A, Foxp3 expression in purified CD4⁺ cells following 48-hour in vitro exposure to Denileukin Diftitox did not demonstrate evidence of Denileukin Diftitox–mediated elimination of Foxp3 expressing regulatory T cells. B, Foxp3 expression in purified CD4⁺ cells following 72-hour in vitro exposure to Denileukin Diftitox also failed to demonstrate elimination of Foxp3 expressing regulatory T cells.

FIGURE 3

Suppressive capacity of untreated CD4⁺CD25⁺ purified T cells (A) and Denileukin Diftitox–treated CD4⁺CD25⁺ purified T cells (500 ng/mL × 72 hours) (B). Percent suppression reflects suppression for 1:1 treatment group (10,000 CD25⁻:10,000 CD25⁺ cells). Treatment with Denileukin Diftitox did not reduce suppressive abilities of CD4⁺CD25⁺ in vitro. ACC, T cell–depleted irradiated accessory cell.

FIGURE 4

A, Peripheral blood counts from four patients during the first two to three treatment cycles.

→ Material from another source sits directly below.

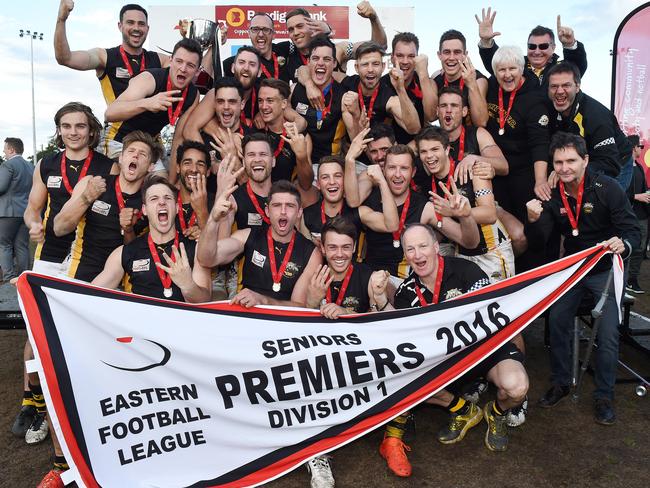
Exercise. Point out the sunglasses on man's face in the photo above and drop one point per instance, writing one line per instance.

Arrows along x axis denote the first day of treatment of a given 5-day cycle. Treatment with Denileukin Diftitox caused an abrupt fall in ALC and rise in ANC, both of which were transient changes. B, Peripheral blood counts for patient 2 over the entire course of his 11 cycles. Arrows along x axis denote the first day of treatment of a given 5-day cycle. With successive treatments, the magnitude of change of both the ALC and the total WBC decreased.

FIGURE 5

A, Change in Foxp3 expression in purified CD4⁺ cells following in vivo administration of Denileukin Diftitox after the first cycle of treatment of nine patients. The four patients (2, 4, 6, 7) who received 9 μg/kg did not demonstrate a significant change in Foxp3 expression, whereas the five patients (8, 9, 10, 11, 12) who received 18 μg/kg experienced a small but statistically significant decrease in Foxp3 expression, suggesting that Denileukin Diftitox had minimal impact on Foxp3 expression in vivo. P values reflect two-tailed paired t test. B, Change in Foxp3 expression in purified CD4⁺ cells following multiple cycles of Denileukin Diftitox. Foxp3 expression did not change significantly following multiple treatments. N = number of cycles. P value reflects two-tailed paired t test.

FIGURE 6

Suppressive ability of CD4⁺CD25⁺ freshly isolated T cells from five patients following two cycles of Denileukin Diftitox. In each patient, at least 50% suppressive activity was measured following treatment, suggesting that Denileukin Diftitox failed to eliminate T cells capable of mediating suppression.

FIGURE 7

Foxp3 expression in purified CD4⁺ cells from two patients treated with high-dose IL-2. Cells were harvested 3 days following last dose of IL-2, during rebound lymphocytosis, and treated with 0, 100, or 1000 ng/mL Denileukin Diftitox in vitro. These IL-2-activated regulatory T cells were not more sensitive to Denileukin Diftitox treatment in vitro.